In the future, the researchers could potentially grow human bone marrow in immune-deficient mice. "This could be developed into an easy-to-use screening-based system that's personalized for individual patients," said coauthor James Collins, Ph.D., a Core Faculty member at the Wyss Institute and the William F. Warren Distinguished Professor at Boston University, where he leads the Center of Synthetic Biology.
Bone marrow-on-a-chip could also generate blood cells, which could circulate in an artificial circulatory system to supply a network of other organs-on-chips. The Defense Agency Advanced Research Projects Agency (DARPA) is funding efforts at the Wyss Institute to develop an interconnected network of ten organs-on-chips to study complex human physiology outside the body.
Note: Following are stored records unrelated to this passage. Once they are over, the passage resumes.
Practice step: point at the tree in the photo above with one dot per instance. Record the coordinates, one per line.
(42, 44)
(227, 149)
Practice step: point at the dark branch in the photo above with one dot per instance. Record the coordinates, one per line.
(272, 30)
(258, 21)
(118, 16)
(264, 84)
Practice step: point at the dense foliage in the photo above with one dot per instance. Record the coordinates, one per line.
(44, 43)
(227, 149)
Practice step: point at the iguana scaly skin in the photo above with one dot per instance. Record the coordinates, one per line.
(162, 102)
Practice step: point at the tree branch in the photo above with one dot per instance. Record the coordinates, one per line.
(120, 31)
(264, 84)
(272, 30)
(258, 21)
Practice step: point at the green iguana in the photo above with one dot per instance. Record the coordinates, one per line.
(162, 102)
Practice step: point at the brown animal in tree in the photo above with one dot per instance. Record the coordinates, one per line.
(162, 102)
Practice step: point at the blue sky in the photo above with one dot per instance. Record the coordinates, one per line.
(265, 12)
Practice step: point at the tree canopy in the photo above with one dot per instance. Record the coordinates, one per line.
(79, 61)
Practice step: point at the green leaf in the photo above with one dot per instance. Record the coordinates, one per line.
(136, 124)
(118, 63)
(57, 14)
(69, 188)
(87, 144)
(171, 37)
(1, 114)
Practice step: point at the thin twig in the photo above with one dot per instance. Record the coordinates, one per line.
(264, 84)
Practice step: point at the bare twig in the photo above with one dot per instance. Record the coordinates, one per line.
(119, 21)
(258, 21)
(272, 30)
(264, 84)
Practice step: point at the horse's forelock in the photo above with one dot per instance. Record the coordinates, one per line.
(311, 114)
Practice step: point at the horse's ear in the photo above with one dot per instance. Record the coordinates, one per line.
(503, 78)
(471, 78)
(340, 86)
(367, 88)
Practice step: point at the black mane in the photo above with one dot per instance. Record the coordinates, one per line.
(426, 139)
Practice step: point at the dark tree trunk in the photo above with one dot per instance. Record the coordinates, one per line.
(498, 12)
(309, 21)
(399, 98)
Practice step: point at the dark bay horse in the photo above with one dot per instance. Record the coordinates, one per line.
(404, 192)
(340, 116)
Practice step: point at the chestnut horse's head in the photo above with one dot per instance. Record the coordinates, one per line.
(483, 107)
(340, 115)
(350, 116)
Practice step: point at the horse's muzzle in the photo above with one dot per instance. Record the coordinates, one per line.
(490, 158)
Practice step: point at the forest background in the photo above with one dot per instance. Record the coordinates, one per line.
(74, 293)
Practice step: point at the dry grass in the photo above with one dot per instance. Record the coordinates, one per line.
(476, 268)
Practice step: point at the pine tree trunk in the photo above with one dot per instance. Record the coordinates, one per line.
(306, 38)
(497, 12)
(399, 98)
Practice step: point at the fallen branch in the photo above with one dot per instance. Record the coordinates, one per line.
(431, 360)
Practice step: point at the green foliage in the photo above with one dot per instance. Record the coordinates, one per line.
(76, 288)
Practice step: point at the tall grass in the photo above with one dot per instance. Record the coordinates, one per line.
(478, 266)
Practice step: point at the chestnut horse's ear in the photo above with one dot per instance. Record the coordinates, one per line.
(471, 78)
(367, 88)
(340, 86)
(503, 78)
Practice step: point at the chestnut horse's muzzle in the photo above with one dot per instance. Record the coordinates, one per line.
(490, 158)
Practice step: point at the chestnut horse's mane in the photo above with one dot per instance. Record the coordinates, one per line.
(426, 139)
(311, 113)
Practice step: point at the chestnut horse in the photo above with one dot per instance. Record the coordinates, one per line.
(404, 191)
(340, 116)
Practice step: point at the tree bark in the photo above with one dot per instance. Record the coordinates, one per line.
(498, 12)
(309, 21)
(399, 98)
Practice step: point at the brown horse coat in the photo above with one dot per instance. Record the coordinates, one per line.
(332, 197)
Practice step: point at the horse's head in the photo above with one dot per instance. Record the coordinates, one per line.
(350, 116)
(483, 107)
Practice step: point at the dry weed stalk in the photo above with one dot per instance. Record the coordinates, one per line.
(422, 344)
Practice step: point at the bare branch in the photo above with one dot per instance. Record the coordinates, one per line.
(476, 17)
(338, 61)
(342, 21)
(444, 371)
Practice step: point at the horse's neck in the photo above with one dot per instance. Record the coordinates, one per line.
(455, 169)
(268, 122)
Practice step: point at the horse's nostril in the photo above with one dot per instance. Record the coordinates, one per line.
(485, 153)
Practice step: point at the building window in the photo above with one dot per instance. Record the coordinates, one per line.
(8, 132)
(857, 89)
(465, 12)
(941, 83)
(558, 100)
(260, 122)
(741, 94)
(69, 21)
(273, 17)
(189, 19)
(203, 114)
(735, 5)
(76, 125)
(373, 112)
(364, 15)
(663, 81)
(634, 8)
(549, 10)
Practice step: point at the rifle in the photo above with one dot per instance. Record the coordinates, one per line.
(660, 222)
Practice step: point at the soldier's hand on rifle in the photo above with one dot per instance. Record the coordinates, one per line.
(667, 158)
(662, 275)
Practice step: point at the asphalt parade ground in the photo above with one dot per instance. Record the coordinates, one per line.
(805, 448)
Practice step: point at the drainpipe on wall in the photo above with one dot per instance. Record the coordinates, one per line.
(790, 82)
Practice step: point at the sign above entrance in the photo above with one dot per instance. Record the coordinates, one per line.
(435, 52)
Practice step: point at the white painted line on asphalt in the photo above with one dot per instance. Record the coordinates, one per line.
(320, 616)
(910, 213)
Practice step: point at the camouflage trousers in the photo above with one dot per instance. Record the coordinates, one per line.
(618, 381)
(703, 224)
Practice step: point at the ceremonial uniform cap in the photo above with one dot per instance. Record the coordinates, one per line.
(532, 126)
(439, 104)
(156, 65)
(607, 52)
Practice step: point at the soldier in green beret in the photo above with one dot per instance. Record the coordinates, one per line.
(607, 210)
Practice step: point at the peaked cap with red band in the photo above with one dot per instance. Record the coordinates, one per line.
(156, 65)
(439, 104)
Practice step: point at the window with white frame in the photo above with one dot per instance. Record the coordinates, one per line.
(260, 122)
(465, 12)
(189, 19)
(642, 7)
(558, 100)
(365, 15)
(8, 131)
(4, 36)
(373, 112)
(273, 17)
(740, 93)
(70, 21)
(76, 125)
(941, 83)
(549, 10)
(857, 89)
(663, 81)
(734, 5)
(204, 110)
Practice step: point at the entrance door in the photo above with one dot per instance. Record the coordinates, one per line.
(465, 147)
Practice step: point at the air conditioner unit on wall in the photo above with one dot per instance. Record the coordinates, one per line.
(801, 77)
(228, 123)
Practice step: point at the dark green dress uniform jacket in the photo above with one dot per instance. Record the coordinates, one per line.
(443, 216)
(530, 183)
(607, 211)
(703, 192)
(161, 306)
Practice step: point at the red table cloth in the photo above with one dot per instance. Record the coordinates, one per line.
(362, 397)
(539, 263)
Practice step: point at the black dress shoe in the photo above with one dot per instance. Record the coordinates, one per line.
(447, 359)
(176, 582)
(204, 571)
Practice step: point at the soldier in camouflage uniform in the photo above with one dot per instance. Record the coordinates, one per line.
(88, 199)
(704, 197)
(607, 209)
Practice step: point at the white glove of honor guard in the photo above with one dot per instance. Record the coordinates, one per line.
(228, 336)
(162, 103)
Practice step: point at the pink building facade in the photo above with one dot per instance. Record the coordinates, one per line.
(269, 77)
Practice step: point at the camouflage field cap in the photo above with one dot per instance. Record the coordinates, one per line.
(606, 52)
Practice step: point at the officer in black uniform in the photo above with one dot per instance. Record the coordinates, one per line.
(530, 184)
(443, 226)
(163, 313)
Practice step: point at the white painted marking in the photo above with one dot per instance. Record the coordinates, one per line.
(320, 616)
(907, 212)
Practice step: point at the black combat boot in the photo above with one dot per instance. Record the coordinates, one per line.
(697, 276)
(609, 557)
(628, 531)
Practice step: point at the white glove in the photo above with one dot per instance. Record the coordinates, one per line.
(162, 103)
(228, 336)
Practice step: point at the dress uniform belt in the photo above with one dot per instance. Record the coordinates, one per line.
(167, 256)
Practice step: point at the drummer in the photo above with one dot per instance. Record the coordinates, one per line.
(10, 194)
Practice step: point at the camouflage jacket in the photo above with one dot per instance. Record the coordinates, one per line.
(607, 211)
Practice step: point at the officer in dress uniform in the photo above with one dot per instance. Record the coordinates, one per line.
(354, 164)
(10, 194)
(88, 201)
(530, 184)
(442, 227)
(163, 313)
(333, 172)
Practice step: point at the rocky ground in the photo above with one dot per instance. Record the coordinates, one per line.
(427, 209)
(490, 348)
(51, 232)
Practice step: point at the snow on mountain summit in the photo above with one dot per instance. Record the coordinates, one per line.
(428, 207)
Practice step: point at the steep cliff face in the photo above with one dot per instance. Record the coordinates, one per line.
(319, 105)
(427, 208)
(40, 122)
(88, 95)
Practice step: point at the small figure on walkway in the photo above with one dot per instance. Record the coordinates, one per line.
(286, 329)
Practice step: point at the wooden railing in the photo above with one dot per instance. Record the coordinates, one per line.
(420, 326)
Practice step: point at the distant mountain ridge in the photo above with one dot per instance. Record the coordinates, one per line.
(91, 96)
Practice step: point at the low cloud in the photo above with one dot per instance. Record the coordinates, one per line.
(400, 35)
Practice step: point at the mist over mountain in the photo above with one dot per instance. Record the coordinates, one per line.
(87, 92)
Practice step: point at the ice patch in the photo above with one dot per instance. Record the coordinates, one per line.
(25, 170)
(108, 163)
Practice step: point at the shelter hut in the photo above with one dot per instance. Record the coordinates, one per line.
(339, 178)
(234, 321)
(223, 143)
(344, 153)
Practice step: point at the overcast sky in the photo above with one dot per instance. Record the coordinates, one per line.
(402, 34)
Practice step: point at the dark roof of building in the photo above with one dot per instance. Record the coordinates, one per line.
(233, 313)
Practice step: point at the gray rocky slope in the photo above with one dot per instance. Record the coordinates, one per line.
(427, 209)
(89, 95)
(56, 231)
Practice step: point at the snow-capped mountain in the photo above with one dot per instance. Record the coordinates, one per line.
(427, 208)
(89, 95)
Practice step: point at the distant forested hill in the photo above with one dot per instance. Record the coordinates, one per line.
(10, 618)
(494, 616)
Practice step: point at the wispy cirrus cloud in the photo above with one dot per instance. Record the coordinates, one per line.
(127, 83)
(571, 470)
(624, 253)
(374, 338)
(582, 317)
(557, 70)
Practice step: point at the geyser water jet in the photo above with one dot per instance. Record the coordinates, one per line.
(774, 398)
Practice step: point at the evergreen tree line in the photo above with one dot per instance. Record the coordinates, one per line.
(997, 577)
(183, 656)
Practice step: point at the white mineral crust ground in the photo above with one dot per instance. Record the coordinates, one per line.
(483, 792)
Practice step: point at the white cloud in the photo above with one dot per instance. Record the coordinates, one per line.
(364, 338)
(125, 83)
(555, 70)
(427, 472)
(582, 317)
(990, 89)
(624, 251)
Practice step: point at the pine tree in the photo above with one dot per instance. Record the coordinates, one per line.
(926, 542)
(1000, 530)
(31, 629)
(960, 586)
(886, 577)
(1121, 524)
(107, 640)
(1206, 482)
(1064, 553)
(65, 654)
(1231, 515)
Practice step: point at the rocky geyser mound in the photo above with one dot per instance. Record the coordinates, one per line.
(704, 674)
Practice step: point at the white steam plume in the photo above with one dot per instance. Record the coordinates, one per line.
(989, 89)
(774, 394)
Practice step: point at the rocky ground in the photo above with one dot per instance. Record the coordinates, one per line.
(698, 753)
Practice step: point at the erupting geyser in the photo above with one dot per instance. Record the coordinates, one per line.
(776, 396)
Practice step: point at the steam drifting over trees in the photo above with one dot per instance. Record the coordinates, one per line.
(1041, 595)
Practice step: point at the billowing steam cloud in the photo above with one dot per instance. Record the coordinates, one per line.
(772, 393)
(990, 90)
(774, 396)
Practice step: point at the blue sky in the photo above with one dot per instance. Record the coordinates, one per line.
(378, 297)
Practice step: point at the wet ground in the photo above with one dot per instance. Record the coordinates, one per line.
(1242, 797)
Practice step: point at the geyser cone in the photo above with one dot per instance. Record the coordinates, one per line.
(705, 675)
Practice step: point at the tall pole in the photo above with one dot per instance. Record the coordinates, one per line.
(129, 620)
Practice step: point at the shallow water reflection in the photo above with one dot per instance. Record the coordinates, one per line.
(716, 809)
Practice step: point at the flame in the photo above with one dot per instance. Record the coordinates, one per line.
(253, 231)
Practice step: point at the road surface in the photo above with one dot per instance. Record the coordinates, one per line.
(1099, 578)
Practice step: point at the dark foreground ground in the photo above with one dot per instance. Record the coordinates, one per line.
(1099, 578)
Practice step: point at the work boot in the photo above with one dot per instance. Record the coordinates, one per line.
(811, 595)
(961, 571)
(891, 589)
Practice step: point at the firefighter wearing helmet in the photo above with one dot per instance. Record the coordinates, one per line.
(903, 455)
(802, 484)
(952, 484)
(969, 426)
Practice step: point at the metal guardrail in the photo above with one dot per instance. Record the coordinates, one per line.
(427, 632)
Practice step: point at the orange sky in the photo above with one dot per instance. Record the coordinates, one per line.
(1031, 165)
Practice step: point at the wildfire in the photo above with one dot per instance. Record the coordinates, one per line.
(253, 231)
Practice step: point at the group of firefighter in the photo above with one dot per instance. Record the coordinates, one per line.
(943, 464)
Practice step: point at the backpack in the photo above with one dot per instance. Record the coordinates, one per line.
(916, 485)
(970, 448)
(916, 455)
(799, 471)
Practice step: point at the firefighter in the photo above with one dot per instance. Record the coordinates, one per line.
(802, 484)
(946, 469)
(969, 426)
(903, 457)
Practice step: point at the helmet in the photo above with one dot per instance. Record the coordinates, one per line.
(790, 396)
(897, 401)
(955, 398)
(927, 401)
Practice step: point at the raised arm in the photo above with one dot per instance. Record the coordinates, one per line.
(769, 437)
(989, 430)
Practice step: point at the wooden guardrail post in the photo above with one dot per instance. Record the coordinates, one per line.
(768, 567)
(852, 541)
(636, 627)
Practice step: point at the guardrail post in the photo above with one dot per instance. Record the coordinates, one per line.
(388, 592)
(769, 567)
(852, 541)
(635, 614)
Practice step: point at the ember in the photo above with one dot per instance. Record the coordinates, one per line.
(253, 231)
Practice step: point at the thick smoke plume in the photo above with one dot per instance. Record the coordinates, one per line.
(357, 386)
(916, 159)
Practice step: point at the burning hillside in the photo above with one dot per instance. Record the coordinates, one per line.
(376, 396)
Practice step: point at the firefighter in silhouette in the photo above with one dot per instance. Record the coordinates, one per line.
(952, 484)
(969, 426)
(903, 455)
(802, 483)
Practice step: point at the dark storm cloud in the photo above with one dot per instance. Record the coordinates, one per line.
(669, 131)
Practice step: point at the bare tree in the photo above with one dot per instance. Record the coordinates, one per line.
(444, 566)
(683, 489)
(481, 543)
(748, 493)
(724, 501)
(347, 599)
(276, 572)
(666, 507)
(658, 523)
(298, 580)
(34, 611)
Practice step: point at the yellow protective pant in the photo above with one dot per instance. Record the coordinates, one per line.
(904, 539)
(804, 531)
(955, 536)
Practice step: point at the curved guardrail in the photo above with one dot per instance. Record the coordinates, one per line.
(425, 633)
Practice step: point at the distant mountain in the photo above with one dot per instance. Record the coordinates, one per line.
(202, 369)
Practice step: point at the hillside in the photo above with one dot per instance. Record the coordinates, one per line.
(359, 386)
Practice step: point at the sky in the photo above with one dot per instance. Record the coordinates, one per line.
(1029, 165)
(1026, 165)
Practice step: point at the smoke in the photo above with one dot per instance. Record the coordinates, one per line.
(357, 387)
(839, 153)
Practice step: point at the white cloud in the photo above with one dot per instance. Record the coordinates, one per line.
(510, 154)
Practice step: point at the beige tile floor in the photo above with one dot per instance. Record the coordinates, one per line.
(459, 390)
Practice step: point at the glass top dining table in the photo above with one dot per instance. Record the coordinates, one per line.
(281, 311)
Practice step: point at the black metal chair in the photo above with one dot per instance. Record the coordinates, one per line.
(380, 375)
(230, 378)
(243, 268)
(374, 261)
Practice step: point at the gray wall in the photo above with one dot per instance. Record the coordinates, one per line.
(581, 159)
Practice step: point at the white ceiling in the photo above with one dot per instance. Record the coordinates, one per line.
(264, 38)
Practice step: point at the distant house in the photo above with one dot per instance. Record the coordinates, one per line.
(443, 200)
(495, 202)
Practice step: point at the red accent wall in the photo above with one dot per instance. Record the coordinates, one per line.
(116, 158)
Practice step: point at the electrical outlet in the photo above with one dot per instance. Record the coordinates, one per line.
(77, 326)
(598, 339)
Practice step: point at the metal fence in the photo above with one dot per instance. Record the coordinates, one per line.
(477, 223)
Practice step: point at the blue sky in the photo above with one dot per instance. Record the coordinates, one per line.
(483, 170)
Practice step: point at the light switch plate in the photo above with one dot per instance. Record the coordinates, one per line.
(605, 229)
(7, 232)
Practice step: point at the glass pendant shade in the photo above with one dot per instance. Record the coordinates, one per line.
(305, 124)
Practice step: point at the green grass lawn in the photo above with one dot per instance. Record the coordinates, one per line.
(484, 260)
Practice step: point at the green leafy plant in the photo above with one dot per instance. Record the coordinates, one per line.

The work was funded by the U.S. Food and Drug Administration, DARPA, and the Wyss Institute for Biologically Inspired Engineering at Harvard University. In addition to Ingber, Torisawa, Spina and Collins, the authors included Tadanori Mammoto, Ph.D. and Akiko Mammoto, Ph.D., Instructors in Surgery at Boston Children's Hospital and Harvard Medical School, James Weaver, Ph.D., a Research Associate at the Wyss Institute, and Tracy Tat, a Research Technician at Boston Children's Hospital.